Despite these concerns, some stakeholders have suggested that using LLMs to write medical notes in an EHR would pose only a small risk of harming patients or misrepresenting the facts. Ashwin Nayak, MD, with Stanford University, and colleagues from Duke Research Institute, recently compared the performance of ChatGPT to senior internal medical residents for composing a history of present illness (HPI). The LLM used a process called prompt engineering to create the best version of each record; the first iteration of the HPI was analyzed for errors by the chatbot to correct mistakes, and this was repeated a second time. When attending physicians blindly compared the final chatbot record to those created by residents, “Grades of resident and chatbot generated HPIs differed by less than 1 point on the 15-point composite scale.” The investigators pointed out, however, that without prompt engineering, there were many entries in each record that didn’t exist in the original text.

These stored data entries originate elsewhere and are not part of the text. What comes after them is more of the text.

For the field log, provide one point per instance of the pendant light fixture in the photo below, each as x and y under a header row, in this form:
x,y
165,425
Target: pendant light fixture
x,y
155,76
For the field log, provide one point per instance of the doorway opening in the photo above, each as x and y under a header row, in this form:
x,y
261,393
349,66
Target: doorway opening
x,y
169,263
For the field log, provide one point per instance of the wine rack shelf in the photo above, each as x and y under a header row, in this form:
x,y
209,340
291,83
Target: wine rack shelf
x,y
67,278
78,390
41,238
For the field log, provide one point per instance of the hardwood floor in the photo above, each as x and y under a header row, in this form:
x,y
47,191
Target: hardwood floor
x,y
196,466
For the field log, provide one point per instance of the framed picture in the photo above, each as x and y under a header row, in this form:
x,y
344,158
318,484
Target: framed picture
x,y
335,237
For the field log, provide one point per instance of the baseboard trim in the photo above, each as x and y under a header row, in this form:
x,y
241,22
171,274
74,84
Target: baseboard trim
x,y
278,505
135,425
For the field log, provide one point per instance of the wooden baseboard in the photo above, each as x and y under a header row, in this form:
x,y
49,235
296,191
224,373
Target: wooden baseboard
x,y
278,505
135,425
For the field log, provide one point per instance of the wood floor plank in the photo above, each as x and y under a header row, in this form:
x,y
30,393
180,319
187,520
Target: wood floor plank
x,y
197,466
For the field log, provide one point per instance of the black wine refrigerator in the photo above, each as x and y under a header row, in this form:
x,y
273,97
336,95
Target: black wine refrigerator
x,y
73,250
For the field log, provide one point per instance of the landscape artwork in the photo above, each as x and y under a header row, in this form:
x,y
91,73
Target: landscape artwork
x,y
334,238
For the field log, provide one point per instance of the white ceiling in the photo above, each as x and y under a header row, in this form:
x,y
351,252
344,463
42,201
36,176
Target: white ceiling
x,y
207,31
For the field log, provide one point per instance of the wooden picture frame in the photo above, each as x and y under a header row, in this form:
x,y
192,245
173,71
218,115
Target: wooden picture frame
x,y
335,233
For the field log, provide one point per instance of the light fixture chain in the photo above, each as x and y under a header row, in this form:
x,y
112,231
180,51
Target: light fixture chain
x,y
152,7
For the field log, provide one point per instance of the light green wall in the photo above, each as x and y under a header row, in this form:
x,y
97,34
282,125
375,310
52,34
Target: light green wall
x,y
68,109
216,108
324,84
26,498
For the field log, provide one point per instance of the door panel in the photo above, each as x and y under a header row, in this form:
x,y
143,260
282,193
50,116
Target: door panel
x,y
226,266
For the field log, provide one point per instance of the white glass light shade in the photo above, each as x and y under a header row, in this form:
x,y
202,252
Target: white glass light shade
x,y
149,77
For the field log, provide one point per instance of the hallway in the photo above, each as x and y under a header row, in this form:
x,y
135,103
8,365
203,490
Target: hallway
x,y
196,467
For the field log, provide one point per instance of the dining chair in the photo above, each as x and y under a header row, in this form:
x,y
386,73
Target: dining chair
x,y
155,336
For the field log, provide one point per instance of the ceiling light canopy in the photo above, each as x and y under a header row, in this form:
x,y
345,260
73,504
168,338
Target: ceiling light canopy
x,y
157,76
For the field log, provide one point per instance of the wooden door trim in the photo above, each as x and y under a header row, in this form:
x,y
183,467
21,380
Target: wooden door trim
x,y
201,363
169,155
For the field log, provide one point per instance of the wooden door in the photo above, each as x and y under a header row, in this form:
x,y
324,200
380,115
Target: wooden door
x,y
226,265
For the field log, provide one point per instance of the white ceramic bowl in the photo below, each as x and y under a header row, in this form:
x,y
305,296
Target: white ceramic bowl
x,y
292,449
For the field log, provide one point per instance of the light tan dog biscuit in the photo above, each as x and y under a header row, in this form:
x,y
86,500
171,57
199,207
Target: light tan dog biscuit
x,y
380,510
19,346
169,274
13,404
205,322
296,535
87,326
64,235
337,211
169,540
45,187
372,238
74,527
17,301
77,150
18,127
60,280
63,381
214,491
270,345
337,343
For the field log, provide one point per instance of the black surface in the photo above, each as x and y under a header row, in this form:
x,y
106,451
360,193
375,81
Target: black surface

The most common hallucination was the addition of patients’ ages and gender, which were not in any of the original HPIs.
In their final analysis, Nayak et al. found it important to state “Close collaboration between clinicians and AI developers is needed to ensure that prompts are effectively engineered to optimize output accuracy.” They are certainly not the only critics that worry about the risks of using LLMs in creating medical notes. Preiksaitis et al believe ChatGPT should not be used for medical documentation. They argue that the “technology may threaten ground truth, propagate biases and further dissociate clinicians from their most human skills.” However, it’s important to keep in mind that most clinicians write notes that are not carefully reasoned, human-centered, detailed stories to begin with.
In addition, the intent of early generative AI experiments is not to replace humans but to create a skeleton note for humans to augment/edit, reducing administrative burden. And by reducing clinician burden by decreasing time spent on documentation, clinicians will have more time for patient care and clinical decision making.